Just want to make sure I understand your idea correctly:

!alias0      = !llvm.struct<"foo">
!alias1      = !llvm.struct<"bar", (i32, !alias0)>
!alias0_real = !llvm.struct<"foo", (i16, !alias1)>
!alias2      = !llvm.struct<"other", (i8, !alias0_real)>

Does the snippet above match your idea? (I’m using different alias names for “foo” because I guess we don’t want to change the redefinition rule for type aliases)

Do we really need a complicated algorithm here? Visitation order should give us a basic relative priority, of which we could also have very simple weighting heuristics. E.g. we could bias “mutable” things to be later given that everything beforehand can use the much simpler “forward ref” alias instead of the one with the full definition.

Yeah, that’s essentially what I had in mind.

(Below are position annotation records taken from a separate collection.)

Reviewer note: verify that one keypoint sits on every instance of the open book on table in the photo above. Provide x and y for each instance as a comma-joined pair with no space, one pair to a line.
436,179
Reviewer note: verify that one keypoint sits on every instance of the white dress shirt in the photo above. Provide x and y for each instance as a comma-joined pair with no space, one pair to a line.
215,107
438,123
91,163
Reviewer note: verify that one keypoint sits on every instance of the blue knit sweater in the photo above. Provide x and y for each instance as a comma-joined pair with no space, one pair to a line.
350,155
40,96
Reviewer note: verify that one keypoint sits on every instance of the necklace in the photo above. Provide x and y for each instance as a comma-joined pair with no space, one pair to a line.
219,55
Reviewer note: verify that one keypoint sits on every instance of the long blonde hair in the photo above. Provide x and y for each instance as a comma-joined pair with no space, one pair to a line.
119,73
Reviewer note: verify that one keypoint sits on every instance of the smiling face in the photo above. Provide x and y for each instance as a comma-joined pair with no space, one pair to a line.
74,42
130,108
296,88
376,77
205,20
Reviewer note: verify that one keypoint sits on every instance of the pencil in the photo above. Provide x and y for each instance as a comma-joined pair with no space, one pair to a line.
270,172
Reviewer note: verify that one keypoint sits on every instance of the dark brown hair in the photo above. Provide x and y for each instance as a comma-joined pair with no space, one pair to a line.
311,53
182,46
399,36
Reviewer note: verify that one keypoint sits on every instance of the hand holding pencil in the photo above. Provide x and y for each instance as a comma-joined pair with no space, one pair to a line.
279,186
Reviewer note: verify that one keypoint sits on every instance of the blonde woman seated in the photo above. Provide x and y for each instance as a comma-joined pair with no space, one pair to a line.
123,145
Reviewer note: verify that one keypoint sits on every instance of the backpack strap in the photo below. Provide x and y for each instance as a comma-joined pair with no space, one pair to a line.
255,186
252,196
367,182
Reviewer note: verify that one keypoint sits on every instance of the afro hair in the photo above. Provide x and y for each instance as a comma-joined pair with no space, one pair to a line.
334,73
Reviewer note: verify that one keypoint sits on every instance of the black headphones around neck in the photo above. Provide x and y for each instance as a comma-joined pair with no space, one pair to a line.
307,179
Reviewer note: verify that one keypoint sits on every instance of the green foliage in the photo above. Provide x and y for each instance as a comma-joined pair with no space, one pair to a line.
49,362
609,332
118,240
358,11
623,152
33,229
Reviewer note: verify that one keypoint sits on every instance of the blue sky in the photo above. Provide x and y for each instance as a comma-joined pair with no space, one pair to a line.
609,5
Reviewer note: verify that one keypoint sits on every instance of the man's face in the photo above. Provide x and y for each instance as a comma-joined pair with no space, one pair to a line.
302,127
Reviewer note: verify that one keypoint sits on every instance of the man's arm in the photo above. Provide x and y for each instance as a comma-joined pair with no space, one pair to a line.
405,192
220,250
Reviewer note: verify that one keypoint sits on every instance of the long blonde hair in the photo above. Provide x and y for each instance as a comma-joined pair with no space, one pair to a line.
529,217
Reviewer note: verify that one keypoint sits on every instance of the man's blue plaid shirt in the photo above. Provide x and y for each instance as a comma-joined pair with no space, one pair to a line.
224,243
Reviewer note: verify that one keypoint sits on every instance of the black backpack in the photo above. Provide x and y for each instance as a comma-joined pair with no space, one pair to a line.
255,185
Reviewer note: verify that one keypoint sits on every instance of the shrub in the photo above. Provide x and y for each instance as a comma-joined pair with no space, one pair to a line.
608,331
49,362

Oh, sorry about the confusion, I was simply talking about one of the previous attempts[1][2] to solve the problem by only using some sort of ordering on the alias definitions. More specifically, we print recursion-free types first, then, for types with mutual references, we always spell out the full body of types that come first.

Back to your proposed idea, I think it’s doable and personally I’m fine with the syntax – it’s similar to forward function declaration in C-like languages.
@ftynse and @Mogball , any thoughts on this solution?

The direction sounds good to me. Though I’m not sure about the syntax for forward declarations of aliases.

This is aligned with what I had in mind, i.e., having an interface to handle these things. Care must be taken in defining the interface and making sure it works only for aliases (we don’t want the incomplete type to appear in the middle of IR for readability reasons).

Regarding the syntax, I’d rather reuse the alias name if possible instead of having !alias0 and !alias0_real, which makes them look different on a quick skim. Presumably, the type interface can say whether the parsed type is complete or not, and we can allow re-using the name for the complete version.